In general, an entity is an existing or real thing like a person, places, organization, or time, etc. By extraction these type of entities we can analyze the effectiveness of the article or can also find the relationship between these entities. This comes under the area of Information Retrieval.
When combined with Drupal the information can be evenly organized. The additional semantic entities in Drupal can be used to ease the process.
These entities are nothing but a noun or noun phrase. A simplified form of this is commonly taught in school and identified as nouns, verbs, adjectives, adverbs, etc.
What Is The Need To Entity Extraction?
Let’s say, you have a task to find the relationship between a company and the location where it is, or relationship between the date of birth and a person.
By extracting the entity type - company, location, person name, date, etc, we can find the relation between the location and the company.

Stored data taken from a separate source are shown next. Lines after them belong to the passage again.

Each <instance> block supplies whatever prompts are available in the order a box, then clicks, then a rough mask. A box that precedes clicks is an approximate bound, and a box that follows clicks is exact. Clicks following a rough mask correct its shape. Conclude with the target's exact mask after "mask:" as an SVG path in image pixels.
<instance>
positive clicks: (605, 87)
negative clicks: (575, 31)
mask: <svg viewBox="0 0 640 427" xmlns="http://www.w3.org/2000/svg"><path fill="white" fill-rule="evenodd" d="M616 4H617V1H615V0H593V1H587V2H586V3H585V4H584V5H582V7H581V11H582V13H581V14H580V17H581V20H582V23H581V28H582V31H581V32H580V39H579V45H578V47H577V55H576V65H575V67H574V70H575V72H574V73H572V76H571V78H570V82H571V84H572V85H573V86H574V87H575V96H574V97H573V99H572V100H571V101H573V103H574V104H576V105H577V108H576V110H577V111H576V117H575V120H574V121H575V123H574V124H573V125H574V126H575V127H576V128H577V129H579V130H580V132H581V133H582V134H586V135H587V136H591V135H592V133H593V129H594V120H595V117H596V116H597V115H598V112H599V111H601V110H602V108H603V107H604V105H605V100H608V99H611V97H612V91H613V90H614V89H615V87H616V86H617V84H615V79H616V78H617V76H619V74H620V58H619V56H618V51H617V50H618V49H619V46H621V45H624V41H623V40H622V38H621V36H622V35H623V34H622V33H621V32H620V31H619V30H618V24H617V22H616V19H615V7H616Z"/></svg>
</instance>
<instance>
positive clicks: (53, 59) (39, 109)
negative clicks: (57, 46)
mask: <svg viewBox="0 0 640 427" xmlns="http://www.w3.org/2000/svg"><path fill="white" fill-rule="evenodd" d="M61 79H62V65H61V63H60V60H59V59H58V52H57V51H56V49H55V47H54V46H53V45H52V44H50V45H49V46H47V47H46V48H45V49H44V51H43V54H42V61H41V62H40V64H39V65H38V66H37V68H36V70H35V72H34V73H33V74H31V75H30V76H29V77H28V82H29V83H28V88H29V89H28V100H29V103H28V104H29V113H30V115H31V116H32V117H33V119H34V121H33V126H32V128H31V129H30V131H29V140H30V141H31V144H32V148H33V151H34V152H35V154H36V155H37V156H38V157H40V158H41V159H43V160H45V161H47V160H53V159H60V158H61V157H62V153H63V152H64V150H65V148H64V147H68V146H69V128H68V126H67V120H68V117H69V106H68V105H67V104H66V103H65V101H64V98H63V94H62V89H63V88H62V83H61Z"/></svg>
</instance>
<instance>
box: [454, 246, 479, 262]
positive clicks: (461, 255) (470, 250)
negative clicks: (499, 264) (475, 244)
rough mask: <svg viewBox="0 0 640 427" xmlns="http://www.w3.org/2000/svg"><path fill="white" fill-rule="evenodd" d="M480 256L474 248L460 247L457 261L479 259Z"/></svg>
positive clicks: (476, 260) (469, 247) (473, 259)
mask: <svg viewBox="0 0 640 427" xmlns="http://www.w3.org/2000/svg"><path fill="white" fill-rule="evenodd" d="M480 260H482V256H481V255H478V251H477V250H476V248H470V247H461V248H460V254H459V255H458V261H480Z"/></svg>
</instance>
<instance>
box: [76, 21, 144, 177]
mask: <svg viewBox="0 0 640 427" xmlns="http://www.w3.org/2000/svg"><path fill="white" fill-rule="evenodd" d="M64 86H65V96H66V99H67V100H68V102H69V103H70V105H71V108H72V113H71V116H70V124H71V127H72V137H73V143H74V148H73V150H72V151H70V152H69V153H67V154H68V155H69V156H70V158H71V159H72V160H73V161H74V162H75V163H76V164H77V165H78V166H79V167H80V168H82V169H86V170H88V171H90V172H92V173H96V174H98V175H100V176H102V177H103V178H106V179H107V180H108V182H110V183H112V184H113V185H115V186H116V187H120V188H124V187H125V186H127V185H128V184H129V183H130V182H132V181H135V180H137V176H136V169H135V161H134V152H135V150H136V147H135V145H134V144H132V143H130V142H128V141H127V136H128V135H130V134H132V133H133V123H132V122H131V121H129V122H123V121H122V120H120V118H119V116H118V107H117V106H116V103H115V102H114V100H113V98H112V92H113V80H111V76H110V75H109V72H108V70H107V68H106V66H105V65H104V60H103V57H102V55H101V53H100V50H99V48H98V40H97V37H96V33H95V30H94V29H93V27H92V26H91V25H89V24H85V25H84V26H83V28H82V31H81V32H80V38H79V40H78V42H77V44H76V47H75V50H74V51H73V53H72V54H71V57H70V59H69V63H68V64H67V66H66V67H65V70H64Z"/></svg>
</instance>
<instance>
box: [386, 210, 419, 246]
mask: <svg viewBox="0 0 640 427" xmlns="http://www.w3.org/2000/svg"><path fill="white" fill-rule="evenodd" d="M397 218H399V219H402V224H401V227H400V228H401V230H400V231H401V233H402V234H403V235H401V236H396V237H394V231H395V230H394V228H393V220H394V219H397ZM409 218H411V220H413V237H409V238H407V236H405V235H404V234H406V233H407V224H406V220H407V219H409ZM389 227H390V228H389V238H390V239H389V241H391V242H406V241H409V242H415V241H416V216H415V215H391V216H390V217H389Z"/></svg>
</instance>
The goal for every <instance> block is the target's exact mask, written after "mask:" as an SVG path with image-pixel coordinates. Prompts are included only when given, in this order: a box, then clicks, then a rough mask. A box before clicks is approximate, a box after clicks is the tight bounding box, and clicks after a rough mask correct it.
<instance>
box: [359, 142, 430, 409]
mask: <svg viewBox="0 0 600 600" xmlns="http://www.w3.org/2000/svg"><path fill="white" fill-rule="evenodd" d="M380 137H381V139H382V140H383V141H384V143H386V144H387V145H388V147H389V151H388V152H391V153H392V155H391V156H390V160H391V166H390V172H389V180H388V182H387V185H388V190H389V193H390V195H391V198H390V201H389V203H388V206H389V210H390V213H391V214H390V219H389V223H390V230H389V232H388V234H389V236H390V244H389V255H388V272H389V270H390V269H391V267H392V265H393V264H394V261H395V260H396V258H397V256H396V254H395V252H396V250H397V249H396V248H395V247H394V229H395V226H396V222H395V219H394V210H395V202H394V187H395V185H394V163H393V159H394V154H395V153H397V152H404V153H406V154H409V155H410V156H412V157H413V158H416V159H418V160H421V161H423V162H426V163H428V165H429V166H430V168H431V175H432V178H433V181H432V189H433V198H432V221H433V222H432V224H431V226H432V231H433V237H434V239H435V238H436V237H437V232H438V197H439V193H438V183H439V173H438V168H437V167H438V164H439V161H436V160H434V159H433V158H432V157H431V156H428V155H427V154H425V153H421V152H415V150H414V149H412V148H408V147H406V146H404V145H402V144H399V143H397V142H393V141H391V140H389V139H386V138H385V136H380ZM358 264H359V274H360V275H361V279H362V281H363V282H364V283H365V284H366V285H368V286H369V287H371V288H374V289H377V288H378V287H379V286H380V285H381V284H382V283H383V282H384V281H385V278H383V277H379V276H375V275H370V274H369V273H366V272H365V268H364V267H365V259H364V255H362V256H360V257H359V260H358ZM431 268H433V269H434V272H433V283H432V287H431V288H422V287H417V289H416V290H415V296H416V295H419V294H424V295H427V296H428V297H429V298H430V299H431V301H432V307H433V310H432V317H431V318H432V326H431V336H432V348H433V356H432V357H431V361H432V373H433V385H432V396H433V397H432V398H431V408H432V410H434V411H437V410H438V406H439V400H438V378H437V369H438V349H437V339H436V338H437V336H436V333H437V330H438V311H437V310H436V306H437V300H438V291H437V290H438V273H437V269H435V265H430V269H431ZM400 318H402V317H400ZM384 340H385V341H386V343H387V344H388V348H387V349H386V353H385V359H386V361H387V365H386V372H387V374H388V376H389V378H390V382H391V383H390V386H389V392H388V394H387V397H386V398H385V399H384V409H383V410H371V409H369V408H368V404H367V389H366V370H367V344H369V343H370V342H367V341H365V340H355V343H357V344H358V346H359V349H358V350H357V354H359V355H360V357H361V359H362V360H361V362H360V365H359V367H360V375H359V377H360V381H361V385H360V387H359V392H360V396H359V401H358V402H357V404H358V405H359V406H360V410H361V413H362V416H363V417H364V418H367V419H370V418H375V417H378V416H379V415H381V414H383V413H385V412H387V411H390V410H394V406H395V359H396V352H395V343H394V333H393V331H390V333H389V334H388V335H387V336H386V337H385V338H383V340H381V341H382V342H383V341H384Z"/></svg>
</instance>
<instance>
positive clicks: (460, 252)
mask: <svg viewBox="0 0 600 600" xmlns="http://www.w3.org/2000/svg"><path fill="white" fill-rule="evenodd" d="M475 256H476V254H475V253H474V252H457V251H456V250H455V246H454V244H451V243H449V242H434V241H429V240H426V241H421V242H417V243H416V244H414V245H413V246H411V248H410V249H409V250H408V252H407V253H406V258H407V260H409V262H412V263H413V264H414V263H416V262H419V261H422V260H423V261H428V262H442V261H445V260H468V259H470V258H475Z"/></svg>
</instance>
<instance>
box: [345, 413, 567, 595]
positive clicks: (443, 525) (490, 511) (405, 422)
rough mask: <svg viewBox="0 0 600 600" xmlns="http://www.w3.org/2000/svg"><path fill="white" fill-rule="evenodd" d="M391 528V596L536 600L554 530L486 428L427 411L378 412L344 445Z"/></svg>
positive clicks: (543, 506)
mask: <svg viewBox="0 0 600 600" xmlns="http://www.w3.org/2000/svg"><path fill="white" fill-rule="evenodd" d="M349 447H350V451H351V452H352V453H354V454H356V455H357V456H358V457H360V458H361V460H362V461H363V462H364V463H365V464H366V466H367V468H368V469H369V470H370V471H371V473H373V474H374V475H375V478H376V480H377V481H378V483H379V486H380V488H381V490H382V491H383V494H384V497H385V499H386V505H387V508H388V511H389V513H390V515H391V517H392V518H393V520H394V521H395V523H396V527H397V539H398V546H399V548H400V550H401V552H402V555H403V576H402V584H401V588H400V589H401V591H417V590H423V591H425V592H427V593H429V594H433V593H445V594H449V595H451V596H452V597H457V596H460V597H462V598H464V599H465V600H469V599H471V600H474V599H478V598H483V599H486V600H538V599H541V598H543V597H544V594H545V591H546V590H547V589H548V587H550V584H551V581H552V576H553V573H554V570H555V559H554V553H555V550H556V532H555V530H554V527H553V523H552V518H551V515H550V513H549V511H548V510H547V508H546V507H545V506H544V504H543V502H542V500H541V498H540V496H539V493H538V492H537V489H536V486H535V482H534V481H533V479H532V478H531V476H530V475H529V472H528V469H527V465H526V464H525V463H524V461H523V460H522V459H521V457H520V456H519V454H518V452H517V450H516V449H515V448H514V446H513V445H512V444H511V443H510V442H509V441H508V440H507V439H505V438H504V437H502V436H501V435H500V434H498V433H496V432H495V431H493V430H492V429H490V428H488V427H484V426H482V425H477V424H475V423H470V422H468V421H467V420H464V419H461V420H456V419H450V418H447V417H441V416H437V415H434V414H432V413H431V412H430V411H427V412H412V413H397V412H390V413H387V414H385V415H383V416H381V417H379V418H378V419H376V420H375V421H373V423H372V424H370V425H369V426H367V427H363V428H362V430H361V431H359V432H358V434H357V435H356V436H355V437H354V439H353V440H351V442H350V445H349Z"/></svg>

With entity extraction, we can also analyze the sentiment of the entity in the whole document.
Create Your Own Entity Extractor In Python
Sentence Segmentation: in this first step text is divided into the list of sentences.
Following is the simple code stub to split the text into the list of string in Python:
>>>import nltk.tokenize as nt
>>>import nltk
>>>text="Being more Pythonic is good for health."
>>>ss=nt.sent_tokenize(text)
Tokenization: Tokenization is the process of splitting the sentences into even smaller parts called 'tokens'.
Following is the simple code stub to tokenize the sentence in Python:
>>> import nltk.tokenize as nt
>>> import nltk
>>> text="Being more Pythonic is good for health."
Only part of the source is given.